In the meanwhile, there’s a lot you can do to find personal strategies to thrive in a less-than-optimal environment. It starts with acknowledging the mechanisms that cause you (and everyone else) stress, and recognising this isn’t a personal problem. There is nothing wrong with you, it’s the incentives that are messed up! Once that’s clear, you can start breaking the stress cycle in a way that works for you.

One final note to finish the story: at the physiological level, stress leads to underperformance. A stressed-out and under-confident state can be caused because the effort-reward/ demand-control imbalance triggers negative thoughts, which trigger unpleasant feelings, which trigger the body to react with a flight-or-flight response, which then informs the brain something is really wrong, which in the absence of more positive input results in a vicious cycle that can go on and on and on (see: the stress cycle). If the body and mind are in a perpetual state of fight-or-flight productivity drops. That in itself may be another trigger for negative thoughts and feelings. And so on, and so on.

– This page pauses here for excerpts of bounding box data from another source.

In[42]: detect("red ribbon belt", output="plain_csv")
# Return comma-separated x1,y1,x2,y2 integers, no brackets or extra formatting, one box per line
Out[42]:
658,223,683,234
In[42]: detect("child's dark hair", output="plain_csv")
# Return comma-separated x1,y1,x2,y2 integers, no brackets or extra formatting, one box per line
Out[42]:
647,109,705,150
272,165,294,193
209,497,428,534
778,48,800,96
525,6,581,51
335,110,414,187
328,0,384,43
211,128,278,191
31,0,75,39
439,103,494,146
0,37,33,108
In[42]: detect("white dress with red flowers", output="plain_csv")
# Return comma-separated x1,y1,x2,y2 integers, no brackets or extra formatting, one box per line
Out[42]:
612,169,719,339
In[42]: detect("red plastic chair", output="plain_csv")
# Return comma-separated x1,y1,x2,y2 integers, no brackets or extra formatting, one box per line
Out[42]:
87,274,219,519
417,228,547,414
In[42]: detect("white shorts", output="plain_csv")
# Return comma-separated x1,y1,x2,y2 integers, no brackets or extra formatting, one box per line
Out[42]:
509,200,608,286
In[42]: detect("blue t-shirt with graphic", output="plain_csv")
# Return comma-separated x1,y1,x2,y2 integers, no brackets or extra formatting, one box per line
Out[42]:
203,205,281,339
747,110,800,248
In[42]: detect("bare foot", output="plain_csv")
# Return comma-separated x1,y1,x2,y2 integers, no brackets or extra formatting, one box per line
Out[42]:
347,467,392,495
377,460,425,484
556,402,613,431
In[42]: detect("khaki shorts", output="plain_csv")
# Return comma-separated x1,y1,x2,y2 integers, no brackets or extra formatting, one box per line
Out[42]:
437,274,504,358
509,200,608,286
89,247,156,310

In such a situation, the stress response can take over completely, and spins out of control. Everything that has to do with work now feels like a threat, and fear becomes a primary reality. The bad news: this happens so gradually, that such a state of distress feels ‘normal’, and does not lead to a correction towards a more peaceful and productive state. That’s why our brilliant economists are still there, trying to finish their PhDs, even though they are miserable and unsuccessful. Being stressed, stuck and miserable has become their new normal.

To perform well, the stress cycle has to be broken somewhere along the chain. We’ll be getting into this next week.

References

Rugulies, R., Aust, B., Siegrist, J., Von Dem Knesebeck, O., Bultmann, U., Bjorner, J. B., & Burr, H. (2009). Distribution of effort-reward imbalance in Denmark and its prospective association with a decline in self-rated health. Journal of Occupational and Environmental Medicine, 51(8), 870.

Siegrist, J. (1996). Adverse health effects of high-effort/low-reward conditions. Journal of occupational health psychology, 1(1), 27.

Assignment

Effort-Reward Imbalance Take some time to reflect on your own situation. Are you caught up in a negative spiral? Do you have the feeling you are not performing at your best? Is confidence an issue? How is your relationship with your supervisor/ department? Which situations make you feel undervalued? Where do you feel not in control? And on the flip-side: what makes you feel valued, confident and good about yourself? Are there parts of your work you feel in control of? Is there any way you could shift the emphasis from the negative to the positive?